Motivation: The functional interpretation of microarray datasets still represents a time-consuming and challenging task. Up to now functional categories that are relevant for one or more experimental context(s) have been commonly extracted from a set of regulated genes and presented in long lists.

Results: To facilitate interpretation, we integrated Gene Ontology (GO) annotations into Correspondence Analysis to display genes, experimental conditions and gene-annotations in a single plot.

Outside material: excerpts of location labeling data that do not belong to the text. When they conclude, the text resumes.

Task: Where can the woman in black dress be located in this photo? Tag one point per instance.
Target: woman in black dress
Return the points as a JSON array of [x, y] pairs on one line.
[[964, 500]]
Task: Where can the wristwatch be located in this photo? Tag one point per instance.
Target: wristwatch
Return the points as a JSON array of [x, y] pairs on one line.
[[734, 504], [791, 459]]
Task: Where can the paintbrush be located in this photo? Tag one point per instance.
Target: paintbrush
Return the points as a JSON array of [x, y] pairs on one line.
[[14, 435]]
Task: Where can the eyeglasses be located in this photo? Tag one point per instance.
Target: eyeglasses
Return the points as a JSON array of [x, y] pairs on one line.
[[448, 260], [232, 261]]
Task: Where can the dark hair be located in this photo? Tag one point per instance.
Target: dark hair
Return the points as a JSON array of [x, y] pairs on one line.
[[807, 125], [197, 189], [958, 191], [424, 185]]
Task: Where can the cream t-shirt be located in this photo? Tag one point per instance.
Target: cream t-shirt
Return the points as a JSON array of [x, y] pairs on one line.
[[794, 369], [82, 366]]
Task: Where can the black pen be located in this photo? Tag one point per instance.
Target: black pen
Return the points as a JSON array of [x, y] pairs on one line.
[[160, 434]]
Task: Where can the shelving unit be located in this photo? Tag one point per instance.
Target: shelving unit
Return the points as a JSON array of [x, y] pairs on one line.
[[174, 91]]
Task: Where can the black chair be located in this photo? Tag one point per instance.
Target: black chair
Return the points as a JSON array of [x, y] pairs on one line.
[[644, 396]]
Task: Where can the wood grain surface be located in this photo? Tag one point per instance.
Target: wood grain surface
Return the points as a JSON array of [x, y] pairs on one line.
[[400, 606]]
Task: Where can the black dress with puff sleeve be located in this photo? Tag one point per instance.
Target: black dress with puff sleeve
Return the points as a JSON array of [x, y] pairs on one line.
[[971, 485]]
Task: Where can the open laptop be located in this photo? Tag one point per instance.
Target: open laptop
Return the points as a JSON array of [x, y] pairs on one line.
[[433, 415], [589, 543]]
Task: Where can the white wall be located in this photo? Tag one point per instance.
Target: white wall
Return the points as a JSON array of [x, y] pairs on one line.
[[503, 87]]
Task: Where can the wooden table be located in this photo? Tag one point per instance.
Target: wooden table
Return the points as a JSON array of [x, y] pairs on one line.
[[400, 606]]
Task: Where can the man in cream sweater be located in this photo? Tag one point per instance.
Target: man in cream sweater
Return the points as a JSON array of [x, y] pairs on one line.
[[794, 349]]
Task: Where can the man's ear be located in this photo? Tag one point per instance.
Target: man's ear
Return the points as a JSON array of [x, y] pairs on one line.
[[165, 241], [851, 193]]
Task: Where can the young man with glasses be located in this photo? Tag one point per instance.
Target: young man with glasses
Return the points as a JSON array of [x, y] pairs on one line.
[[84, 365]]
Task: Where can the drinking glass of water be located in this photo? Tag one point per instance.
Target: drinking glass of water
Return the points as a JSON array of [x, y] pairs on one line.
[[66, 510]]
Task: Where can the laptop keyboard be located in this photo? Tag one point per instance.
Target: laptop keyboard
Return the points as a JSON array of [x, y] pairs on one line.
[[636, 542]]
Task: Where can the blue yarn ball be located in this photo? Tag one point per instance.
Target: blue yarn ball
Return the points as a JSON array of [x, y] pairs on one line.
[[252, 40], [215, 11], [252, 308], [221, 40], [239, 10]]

The position of the annotations in these plots can be directly used for the functional interpretation of clusters of genes or experimental conditions without the need for comparing long lists of annotations. Correspondence Analysis is not limited in the number of experimental conditions that can be compared simultaneously, allowing an easy identification of characterizing annotations even in complex experimental settings. Due to the rapidly increasing amount of annotation data available, we apply an annotation filter. Hereby the number of displayed annotations can be significantly reduced to a set of descriptive ones, further enhancing the interpretability of the plot. We validated the method on transcription data from Saccharomyces cerevisiae and human pancreatic adenocarcinomas.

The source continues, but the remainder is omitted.